If bread is the staff of life, why would anyone name it Bimbo Bread? Some of you who live in certain parts of the US might also be familiar with this brand, Bimbo Bread with its little white bear mascot. Yolkobsens had never seen it until they came to Antigua Guatemala.
Though Bimbo Bread belongs to a highly successful and huge Mexican-based conglomerate, we think we can help them by throwing out a challenge: a contest to rename Bimbo bread. Submit all of your suggestions immediately. Because, well, this is like important, okay?
Here are five reason why Bimbo Bread should change it’s name.
Obviously, it sounds like a fatally stupid, blond-for-brains woman. Okay, I’m glad we got the screamingly obvious point down first. The other four reasons don’t even really count. But here goes anyway.

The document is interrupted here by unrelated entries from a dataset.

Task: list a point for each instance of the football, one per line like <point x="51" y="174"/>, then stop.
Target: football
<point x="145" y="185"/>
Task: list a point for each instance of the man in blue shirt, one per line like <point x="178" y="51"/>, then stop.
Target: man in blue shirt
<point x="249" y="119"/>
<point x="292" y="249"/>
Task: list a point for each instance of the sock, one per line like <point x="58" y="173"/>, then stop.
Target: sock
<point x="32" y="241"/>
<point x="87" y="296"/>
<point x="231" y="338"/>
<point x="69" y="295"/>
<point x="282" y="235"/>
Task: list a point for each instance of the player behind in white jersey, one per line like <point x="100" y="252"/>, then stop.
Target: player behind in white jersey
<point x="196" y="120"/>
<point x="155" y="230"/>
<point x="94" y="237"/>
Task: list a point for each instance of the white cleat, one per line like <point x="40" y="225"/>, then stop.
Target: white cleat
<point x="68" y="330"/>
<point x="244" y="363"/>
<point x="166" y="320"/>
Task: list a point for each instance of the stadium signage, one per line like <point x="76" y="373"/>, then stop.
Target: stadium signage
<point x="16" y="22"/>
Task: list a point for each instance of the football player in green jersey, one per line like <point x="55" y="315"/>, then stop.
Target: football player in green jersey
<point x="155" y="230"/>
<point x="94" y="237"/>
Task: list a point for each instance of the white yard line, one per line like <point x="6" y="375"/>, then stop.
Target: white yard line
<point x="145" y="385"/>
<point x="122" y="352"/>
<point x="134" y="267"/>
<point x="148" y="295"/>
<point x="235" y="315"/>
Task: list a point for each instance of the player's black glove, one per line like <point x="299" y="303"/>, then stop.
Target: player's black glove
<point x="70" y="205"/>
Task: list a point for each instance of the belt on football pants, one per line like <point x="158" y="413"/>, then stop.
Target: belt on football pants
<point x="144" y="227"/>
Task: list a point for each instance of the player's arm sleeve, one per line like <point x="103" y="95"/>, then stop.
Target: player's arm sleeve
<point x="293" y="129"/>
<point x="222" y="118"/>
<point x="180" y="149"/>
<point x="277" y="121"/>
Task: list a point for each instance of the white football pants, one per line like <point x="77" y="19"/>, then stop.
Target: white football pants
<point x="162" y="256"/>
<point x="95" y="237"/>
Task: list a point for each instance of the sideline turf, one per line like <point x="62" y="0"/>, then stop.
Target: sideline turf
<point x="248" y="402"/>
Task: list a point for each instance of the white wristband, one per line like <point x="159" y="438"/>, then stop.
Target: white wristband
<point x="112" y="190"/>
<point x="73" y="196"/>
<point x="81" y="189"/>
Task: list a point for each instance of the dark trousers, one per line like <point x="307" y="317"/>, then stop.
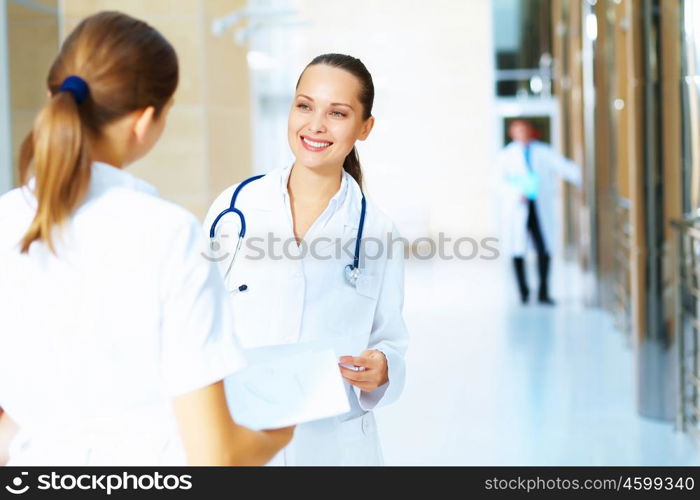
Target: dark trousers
<point x="535" y="232"/>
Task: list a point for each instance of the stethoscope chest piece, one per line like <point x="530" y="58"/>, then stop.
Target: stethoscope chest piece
<point x="352" y="273"/>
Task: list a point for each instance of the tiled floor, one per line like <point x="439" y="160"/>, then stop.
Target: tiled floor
<point x="491" y="382"/>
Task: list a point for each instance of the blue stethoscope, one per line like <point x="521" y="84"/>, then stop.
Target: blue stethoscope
<point x="352" y="271"/>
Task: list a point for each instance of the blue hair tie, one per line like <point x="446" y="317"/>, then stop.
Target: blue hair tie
<point x="76" y="86"/>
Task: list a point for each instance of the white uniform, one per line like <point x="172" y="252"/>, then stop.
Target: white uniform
<point x="95" y="342"/>
<point x="304" y="297"/>
<point x="549" y="167"/>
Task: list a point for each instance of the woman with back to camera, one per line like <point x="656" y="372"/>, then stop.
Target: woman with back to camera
<point x="116" y="333"/>
<point x="318" y="291"/>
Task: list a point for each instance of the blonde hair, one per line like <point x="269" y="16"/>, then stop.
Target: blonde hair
<point x="127" y="66"/>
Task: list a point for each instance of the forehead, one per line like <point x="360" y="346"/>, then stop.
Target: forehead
<point x="326" y="83"/>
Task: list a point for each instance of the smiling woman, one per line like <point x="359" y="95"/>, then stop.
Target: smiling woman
<point x="319" y="199"/>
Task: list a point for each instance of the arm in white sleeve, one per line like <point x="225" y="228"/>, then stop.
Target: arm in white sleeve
<point x="389" y="334"/>
<point x="198" y="345"/>
<point x="564" y="167"/>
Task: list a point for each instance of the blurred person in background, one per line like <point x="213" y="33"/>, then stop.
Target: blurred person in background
<point x="316" y="202"/>
<point x="116" y="332"/>
<point x="530" y="171"/>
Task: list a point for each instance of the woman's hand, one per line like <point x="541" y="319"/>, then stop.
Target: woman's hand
<point x="8" y="429"/>
<point x="375" y="373"/>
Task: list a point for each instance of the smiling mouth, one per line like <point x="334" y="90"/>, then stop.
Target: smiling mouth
<point x="315" y="146"/>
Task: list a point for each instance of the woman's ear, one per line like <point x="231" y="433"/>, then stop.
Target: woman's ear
<point x="366" y="128"/>
<point x="144" y="120"/>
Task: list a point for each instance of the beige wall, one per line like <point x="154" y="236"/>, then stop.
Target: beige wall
<point x="33" y="41"/>
<point x="206" y="145"/>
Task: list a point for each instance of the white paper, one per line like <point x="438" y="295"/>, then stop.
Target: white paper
<point x="287" y="390"/>
<point x="342" y="345"/>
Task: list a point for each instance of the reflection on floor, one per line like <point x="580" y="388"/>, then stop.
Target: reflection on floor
<point x="491" y="382"/>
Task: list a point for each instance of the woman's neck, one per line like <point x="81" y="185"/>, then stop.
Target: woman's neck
<point x="314" y="184"/>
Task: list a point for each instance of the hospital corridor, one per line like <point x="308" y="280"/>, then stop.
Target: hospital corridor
<point x="509" y="192"/>
<point x="534" y="386"/>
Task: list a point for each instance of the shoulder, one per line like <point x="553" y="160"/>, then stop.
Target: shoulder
<point x="255" y="191"/>
<point x="378" y="219"/>
<point x="17" y="209"/>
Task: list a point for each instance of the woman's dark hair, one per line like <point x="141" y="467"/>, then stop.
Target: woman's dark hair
<point x="126" y="65"/>
<point x="355" y="67"/>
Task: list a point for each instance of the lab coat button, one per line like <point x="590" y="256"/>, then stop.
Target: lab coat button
<point x="367" y="424"/>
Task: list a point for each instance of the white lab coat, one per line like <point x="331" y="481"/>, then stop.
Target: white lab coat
<point x="291" y="299"/>
<point x="550" y="167"/>
<point x="95" y="342"/>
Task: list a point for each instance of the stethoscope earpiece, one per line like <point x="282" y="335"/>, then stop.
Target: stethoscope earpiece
<point x="352" y="271"/>
<point x="351" y="274"/>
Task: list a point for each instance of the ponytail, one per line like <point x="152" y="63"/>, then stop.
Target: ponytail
<point x="129" y="66"/>
<point x="351" y="165"/>
<point x="60" y="153"/>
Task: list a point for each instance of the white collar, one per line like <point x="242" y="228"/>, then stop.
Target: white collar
<point x="337" y="199"/>
<point x="105" y="176"/>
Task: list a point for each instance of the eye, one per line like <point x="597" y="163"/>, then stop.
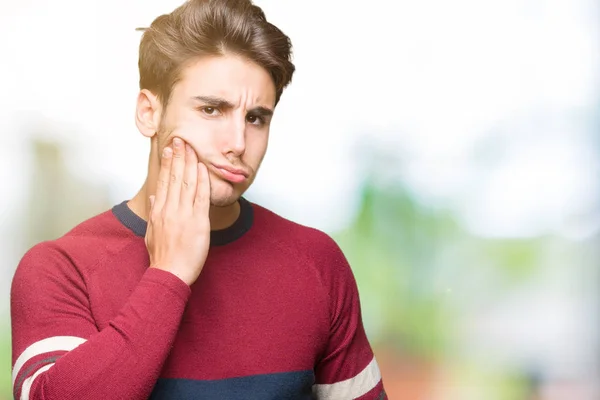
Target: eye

Anyone who has tried to find their way in Antigua Guatemala using any map will be profoundly and irretrievably lost. Now it can be told: Bimbo Bread designed all of them. Best advice: before setting out for any walk in this town, leave your dental records with the hotel, hostel etc.
How many slices of Bimbo Bread does it take to make a peanut butter sandwich? Answer: none. “Eeeewww, that icky gross brown clashes with my complexion. Besides, I forgot the recipe. Can’t we get takeout?”
Did you hear the one about the loaf of Bimbo Bread who was so dumb she slept with the??? (you fill in the blank: e.g., panini press, etc.).